Data Modeling: SQLite + Python - Part 3

This is a continuation of Sqlite in memory data structures used for general problem solving. As this is a continuation I am going to skip over some of the background details on why to use in memory sqlite and how to create and get to the harder problem that this solves elegantly.

Introduction

In Australian Football playoff teams are determined by wins and tiebreaker condition of match competitiveness. Match competitiveness is calculated by the formula of 100 * (points scored / points allowed) For example a win counts as 4 points, a tie 2 points and a loss 0 points. If multiple teams have the same match points then teams are ranked by the tiebreaker condition listed above.

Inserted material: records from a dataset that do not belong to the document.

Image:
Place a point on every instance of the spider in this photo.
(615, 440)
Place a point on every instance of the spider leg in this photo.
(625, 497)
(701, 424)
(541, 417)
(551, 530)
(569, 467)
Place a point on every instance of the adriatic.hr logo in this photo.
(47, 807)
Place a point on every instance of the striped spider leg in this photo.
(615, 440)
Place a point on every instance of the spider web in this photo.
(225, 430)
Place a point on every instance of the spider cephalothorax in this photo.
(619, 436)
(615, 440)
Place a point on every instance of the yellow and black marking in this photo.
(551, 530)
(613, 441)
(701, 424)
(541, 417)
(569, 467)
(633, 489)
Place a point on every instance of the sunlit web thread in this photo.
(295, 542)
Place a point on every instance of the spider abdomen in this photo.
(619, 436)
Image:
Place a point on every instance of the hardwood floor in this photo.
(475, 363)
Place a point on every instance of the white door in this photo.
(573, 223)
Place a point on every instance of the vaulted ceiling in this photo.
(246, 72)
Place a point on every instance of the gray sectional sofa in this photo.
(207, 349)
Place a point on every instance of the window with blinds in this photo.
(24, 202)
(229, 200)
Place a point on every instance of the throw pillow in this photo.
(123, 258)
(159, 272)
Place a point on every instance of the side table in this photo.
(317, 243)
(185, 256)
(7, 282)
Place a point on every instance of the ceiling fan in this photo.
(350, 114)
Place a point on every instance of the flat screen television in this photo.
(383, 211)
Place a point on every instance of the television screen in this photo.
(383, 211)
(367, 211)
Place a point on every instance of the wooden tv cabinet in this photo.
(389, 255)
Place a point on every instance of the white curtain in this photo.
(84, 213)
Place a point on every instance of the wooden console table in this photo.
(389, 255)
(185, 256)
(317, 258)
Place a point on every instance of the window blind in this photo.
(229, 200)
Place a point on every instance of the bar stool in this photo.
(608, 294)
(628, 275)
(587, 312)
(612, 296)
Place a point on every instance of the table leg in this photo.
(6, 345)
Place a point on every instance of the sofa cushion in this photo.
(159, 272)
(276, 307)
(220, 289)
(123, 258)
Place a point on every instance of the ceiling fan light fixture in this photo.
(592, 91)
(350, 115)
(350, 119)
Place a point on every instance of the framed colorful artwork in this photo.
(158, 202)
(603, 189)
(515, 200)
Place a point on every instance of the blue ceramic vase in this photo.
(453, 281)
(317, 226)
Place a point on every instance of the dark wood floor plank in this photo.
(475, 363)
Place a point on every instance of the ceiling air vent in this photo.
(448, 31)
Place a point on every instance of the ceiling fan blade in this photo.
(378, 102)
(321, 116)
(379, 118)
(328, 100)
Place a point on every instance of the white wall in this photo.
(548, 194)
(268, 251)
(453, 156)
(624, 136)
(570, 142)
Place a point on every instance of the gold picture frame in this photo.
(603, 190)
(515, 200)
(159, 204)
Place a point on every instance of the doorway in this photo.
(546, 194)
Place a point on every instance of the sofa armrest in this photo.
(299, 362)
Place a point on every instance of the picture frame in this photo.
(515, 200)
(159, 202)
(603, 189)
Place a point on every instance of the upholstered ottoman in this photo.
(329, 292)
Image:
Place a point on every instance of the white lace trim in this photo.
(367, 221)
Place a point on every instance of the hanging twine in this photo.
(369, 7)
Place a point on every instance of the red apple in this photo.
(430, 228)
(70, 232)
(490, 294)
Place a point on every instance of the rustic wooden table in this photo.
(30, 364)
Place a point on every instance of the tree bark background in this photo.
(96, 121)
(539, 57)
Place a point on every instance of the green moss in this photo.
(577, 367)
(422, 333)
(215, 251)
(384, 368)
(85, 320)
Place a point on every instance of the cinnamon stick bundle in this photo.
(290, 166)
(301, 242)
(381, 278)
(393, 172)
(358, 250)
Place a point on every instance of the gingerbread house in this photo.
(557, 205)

Say two teams Team A, Team B with identical match points of 6 but one Team A has scored 100 points and allowed 50 in those matches while Team B scored 100 and allowed 99. In this situation the quality of Team A matches have been more in their favor than Team B by nature of scoring more points than allowing. This could happen as Team B luckily won or tied a match that there were losing up to a point whereas Team A won convincingly.

All teams will play each other with 1 team marked as home and the other as away. Therefore if you have 4 teams they will all play 6 (3 as home and 3 as away) matches to play against every other team in this format.

At the end of the season you could have a scenario like below. In this case the top 2 teams are advancing to the playoffs which requires no tiebreaker East Coast, Swans advance

team_name opponent_name score_for score_against home_result away_result
east coast essendon 102 42 east coast - win essendon - loss
east coast swans 112 81 east coast - win swans - loss
east coast tigers 81 36 east coast - win tigers - loss
essendon east coast 37 55 essendon - loss east coast - win
essendon swans 44 50 essendon - loss swans - win
essendon tigers 111 88 essendon - win tigers - loss
swans east coast 38 64 swans - loss east coast - win
swans essendon 72 39 swans - win essendon - loss
swans tigers 57 53 swans - win tigers - loss
tigers east coast 37 73 tigers - loss east coast - win
tigers essendon 46 65 tigers - loss essendon - win
tigers swans 95 62 tigers - win swans - loss

However if you take the match listed "d:b" Which is Tigers:East Coast and change the score from "37:73" from a East Coast win to a Tigers win instead of say "74:73" and you take the top 3 teams then it would go to a tiebreaker between Essendon, Tigers with Tigers advancing by having a higher competitiveness score

team_name point_scored points_allowed total_points
east coast 487 308 20
swans 360 407 12
tigers 392 449 8
essendon 338 413 8

338/413 = 81.84 to 392/449 = 87.30 for the Tigers

Again the data is presented as a series of string data that is broken apart into the following.

Team Identifiers

A = ["a:Essendon", "b:East Coast", "c:Swans", "d:Tigers"]

Match Opponents

B = ["a:b", "a:c", "a:d", "b:a", "b:c", "b:d", "c:a", "c:b", "c:d", "d:a", "d:b", "d:c"]

Match Scores

C = ["37:55", "44:50", "111:88", "102:42", "112:81", "81:36", "72:39", "38:64", "57:53", "46:65", "37:73", "95:62"]

Sqlite Database Plan

There is a need to create a table that holds the MatchDetail from the perspective of one team

From the above table I can calculate a running sum of the scored points for/against in each match as the first team listed and as opponent along with capturing the win score as the field points.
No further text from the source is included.